Published 8:00 am Saturday, August 29, 2020

Suckers prefer pools, so look for deeper water like this if you intend to fish Zion National Park.

VIRGIN, Utah — Alphabetically, Zion National Park is last on the list of our 62 national parks, but it’s certainly not least. According to the National Park Service, “The rivers of Zion National Park retain their full complement of four species of native fish in healthy populations. Such a statement cannot be made for any other comparable river system in the southwest U.S. This rare and desirable condition is only possible because stream flow in the park is essentially natural, with all of the floods, sediment transport and periods of low flow that have always occurred.”

Zion boasts virgin rivers and streams, including the aptly named Virgin River.

Zion

The park named for the kingdom of heaven lives up to the name. Though it’s not my favorite national park, it is certainly one of them. Sweeping canyonlands pitching a dramatic contrast to monoliths and cliffs populated by bighorn sheep lend to the feeling of otherworldliness. Reds and greens and browns interpose themselves onto the arid landscape, which includes one of the longest tunnels in the United States (currently No. 21). “Scenic” feels like an understatement, and every part of the park is beautiful.
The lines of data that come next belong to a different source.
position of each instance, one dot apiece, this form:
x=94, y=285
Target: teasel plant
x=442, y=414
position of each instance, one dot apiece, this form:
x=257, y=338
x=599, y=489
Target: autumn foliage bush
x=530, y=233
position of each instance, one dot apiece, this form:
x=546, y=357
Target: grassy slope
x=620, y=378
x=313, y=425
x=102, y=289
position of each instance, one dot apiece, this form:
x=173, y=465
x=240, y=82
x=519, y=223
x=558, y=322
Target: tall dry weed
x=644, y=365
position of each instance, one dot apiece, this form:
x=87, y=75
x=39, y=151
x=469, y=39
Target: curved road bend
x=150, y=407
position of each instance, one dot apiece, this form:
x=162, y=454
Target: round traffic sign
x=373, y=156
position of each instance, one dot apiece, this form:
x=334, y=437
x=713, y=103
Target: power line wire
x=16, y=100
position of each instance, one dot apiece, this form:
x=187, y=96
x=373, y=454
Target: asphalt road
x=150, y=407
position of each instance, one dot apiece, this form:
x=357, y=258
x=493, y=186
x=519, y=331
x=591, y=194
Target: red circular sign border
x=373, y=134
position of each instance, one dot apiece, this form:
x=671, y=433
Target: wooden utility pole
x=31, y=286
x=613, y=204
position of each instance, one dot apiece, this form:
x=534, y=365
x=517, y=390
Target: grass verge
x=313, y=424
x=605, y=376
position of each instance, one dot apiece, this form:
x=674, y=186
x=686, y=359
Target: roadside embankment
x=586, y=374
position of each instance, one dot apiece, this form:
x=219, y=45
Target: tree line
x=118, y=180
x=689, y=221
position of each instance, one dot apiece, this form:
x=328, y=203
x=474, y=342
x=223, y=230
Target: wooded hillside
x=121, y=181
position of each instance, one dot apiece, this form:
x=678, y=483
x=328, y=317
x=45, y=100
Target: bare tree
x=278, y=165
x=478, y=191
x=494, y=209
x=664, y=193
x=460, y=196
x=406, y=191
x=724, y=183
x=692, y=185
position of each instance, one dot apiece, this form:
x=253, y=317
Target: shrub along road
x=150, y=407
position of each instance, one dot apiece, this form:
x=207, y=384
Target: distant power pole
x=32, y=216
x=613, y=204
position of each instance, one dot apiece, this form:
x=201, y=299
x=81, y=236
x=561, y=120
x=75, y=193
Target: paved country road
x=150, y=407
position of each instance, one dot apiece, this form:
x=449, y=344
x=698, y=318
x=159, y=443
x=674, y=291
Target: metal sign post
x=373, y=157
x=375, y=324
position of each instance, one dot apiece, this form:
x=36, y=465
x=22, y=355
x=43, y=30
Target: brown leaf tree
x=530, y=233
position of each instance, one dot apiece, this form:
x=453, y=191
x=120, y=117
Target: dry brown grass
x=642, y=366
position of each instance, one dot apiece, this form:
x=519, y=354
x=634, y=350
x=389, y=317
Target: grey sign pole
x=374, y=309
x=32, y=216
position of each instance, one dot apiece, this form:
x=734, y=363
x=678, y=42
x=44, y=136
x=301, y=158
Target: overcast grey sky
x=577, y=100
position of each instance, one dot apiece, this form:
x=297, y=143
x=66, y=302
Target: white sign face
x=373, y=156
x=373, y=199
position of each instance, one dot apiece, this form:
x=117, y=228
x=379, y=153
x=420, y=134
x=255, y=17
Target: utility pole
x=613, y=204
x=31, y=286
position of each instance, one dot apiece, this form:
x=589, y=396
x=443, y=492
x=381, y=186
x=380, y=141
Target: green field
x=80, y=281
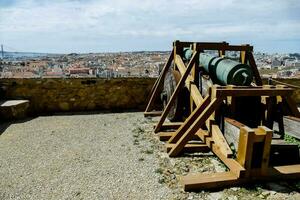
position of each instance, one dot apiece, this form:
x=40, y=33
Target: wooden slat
x=190, y=148
x=155, y=88
x=292, y=126
x=292, y=106
x=253, y=66
x=220, y=141
x=245, y=147
x=189, y=83
x=190, y=120
x=208, y=181
x=152, y=114
x=202, y=181
x=165, y=136
x=231, y=163
x=200, y=121
x=175, y=93
x=224, y=92
x=170, y=125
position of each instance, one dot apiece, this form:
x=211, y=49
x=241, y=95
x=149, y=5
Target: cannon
x=223, y=71
x=227, y=111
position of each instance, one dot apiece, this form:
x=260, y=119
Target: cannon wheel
x=180, y=108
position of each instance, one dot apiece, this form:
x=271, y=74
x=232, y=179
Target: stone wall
x=292, y=81
x=54, y=95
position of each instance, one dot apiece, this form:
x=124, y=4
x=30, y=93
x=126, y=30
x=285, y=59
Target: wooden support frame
x=201, y=126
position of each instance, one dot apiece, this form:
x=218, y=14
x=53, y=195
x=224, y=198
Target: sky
x=82, y=26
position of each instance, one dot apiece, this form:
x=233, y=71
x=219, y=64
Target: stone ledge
x=13, y=109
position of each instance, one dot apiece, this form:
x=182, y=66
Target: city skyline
x=131, y=25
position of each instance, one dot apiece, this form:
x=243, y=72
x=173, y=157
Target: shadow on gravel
x=5, y=124
x=68, y=113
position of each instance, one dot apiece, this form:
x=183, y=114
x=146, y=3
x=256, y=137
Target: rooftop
x=104, y=156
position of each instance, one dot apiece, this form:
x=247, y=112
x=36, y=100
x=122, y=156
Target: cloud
x=77, y=21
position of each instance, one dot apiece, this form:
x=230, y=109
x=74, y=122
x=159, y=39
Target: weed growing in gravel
x=136, y=142
x=292, y=140
x=159, y=171
x=141, y=159
x=148, y=151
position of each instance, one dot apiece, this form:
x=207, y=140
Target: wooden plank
x=245, y=147
x=292, y=105
x=154, y=91
x=226, y=179
x=231, y=163
x=191, y=148
x=224, y=92
x=208, y=181
x=189, y=83
x=152, y=114
x=220, y=141
x=165, y=136
x=190, y=120
x=292, y=126
x=175, y=93
x=232, y=131
x=253, y=66
x=200, y=121
x=267, y=146
x=170, y=125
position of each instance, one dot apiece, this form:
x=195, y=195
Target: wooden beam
x=220, y=141
x=170, y=125
x=292, y=105
x=191, y=148
x=231, y=163
x=208, y=181
x=199, y=122
x=189, y=121
x=165, y=136
x=152, y=114
x=292, y=126
x=245, y=148
x=175, y=93
x=253, y=66
x=160, y=80
x=238, y=91
x=225, y=179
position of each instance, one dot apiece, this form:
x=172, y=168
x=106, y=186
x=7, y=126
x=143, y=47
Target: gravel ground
x=106, y=156
x=78, y=157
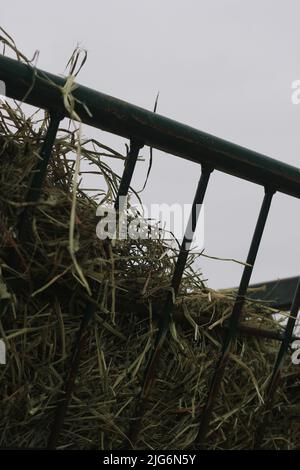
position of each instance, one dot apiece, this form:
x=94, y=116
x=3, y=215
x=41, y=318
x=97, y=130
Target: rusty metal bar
x=130, y=163
x=166, y=317
x=63, y=404
x=39, y=173
x=235, y=317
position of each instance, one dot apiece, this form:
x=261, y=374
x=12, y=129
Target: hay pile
x=43, y=298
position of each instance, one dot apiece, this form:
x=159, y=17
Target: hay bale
x=43, y=300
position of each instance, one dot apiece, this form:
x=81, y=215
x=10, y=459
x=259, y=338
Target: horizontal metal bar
x=44, y=90
x=277, y=294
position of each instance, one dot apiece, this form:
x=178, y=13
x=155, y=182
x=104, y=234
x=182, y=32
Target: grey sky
x=223, y=66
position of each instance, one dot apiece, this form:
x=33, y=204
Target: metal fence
x=141, y=127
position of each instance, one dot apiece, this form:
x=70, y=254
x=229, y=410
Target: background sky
x=222, y=66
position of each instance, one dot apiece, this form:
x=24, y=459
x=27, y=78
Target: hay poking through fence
x=43, y=301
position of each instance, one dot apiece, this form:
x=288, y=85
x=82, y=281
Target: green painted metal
x=43, y=90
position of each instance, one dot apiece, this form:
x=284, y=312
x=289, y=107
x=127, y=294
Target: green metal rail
x=142, y=127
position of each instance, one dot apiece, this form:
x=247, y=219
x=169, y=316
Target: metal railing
x=142, y=127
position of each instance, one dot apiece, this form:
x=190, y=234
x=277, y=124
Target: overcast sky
x=222, y=66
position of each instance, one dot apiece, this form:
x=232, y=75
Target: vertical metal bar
x=275, y=378
x=235, y=317
x=152, y=365
x=128, y=171
x=39, y=175
x=45, y=154
x=62, y=407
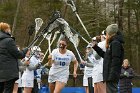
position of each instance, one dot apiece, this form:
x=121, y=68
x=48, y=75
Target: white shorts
x=85, y=82
x=27, y=83
x=19, y=82
x=54, y=78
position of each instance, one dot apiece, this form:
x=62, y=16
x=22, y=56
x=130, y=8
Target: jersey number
x=62, y=63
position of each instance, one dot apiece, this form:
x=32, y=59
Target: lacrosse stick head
x=47, y=36
x=39, y=23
Rock formations, cliffs, roadways, vistas and wildlife aside, perhaps the most famous element of Zion is the riverwalk through what are called “The Narrows.” The intrepid visitor can hike the river for miles, with the “Bottom-Up Hike” running (also hiking, fording and swimming) just over 9 miles round trip or the “Top-Down Hike” spanning about 16.

Admittedly, I only hiked about 2 miles round trip in my ubiquitous flip-flops, but my friends Sergio Cisneros and Karyssa Gomez did the “Bottom-Up Hike” this summer and said it was absolutely incredible.

Someday, I might do one of the more intense hikes up through The Narrows, but this was my second visit, and I was there for one thing and one thing only: fishing.

Another friend, Chris Moore, had directed me to the park to search for desert and flannelmouth suckers. These fishes represent half of the native biomass, joining Virgin spinedace and speckled dace. With no invasive trout, bass, sunfish or catfish in the upper river, these native species thrive. Fishing is allowed in the park, but given the lack of popularity of suckers and dace, I had the river to myself once I got downstream of the hikers.

Within moments, I spotted my quarry — a small school of suckers grazing on a boulder in a deep run. Maybe this was heaven, after all.

Suckers

When fishing for suckers in heavy current, it’s imperative to use enough weight and a short enough leader to keep your bait on or near the bottom. Suckers almost never rise more than 1 or 2 inches in the water column to feed — especially mid-summer. I was using a 1-ounce slip sinker above a swivel with a 4-inch fluorocarbon leader. My No. 12 trout worm hook is ideally suited for suckers and their half-hearted bite tendencies.

My first cast yielded a large Virgin spinedace, still painted with its crimson spawning colors.

I cast about 6 feet in front of the suckers to allow for the current and sink rate to plop my worm right in the face of the bottom feeders. In a miraculous moment, I hooked up.

My second cast for suckers in the dog days of summer? The odds of this are virtually nil, so it made sense when it spit the hook three seconds later.

Over the next three hours, I’d move to the large boulder overlooking the river to try and get a top-down view of the fish. There were dozens of suckers in two distinct groups. The mottled, smaller desert suckers held in a small cluster right in the current while a group of several dozen larger, less colorful fish were tucked in a little eddy off to the side of the channel.

As I sat, barefoot and shirtless on that rock, comfortably baking in the sun after lathering up with Native Tan Coconut sunscreen, I hooked and lost four suckers before landing one. I even pulled two out of the water but failed to grab them quickly enough as they rolled right off my boulder-turned-chair back to the safety of the river.

I got a single speckled dace and maybe a dozen Virgin spinedace, but it wasn’t until I deeply hooked and unintentionally killed a large Virgin spinedace that Zion finally smiled down on me.

My Virgin sacrifice proved enough for me to finally catch an obvious flannelmouth. I took care to snap a quick picture before unhooking it and releasing it back into the clear, cold waters.